On first glance, and without key details that later emerged, the initial versions of Dahl’s story look like the beginning of a “smoking gun” showing that Iran had indeed carried out neutron trigger work at the site and now is trying to hide the evidence. If the explosive chamber and the building housing it were dismantled and the soil beneath and surrounding the building removed, this would be a tacit admission of the accused work and virtually confirm that the chamber was radioactive from neutron activation.
The problem is that, as I predicted, David Albright posted (pdf) the satellite images referred to in Dahl’s article before the end of the day on Wednesday and they paint a dramatically different picture of what is going on at Parchin. As the photos and the later versions of Dahl’s article (see here for the version as of this writing) indicate, the buildings razed do not include the building where it is assumed the chamber resides. Further, the soil being moved is some distance from this building and does not even include the soil beneath the buildings which were razed (the debris from these buildings still litters the building sites, demonstrating that no soil was removed). Rather than demonstrating that Iran is hiding evidence of neutron trigger work, the images to me are more suggestive of either site preparation for the construction of new buildings or work to change the pattern of runoff from a small lake (or “pond” in Albright’s discussion) situated to the north and uphill of the suspect building.
At any rate, Iran knows that the Parchin site is being watched very carefully at the current time, so these actions of razing buildings and moving soil around look to me like a bit of playing around with the “diplomats”, their obedient news reporters and David Albright, attempting to draw them into making new and unsupportable allegations against Iran. At least Dahl seems partially aware of this possibility.
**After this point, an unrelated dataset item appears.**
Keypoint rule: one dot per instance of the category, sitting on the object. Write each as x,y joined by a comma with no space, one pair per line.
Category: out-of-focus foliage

He did include this in the later versions of the article:
Robert Kelley, a former senior IAEA official, said that if there were any uranium traces at the site the agency’s inspectors were still likely to find them.
“If Iran is washing out the building and equipment outside, and there is actually uranium present, letting the uranium contaminated water run across the parking lot means the IAEA is going to have a 100 percent chance of finding it.”
Albright, for his part, has doubled down on his earlier accusations of cleaning that resulted in the parking lot water in yesterday’s report, rather than using the new report as an opportunity to step back from his unsupportable allegations:
This new round of activity has followed suspected cleanup activities in the explosives testing chamber building, which are visible in an April 9, 2012 satellite image published in an earlier ISIS report (figure 4).
By the way, the parking lot appears unchanged in the May 25 images compared to April 9, aside from now being dry. If soil was removed there, the parking lot was reconstructed in its original configuration, unlike the other areas where soil was moved with no actions taken to hide that activity.
As for Iran playing around with its accusers, Dahl also has this in his article:
Iran’s IAEA envoy, Ali Asghar Soltanieh, dismissed such accusations by Western officials, telling reporters after the briefing that “this kind of noise and allegations are baseless”.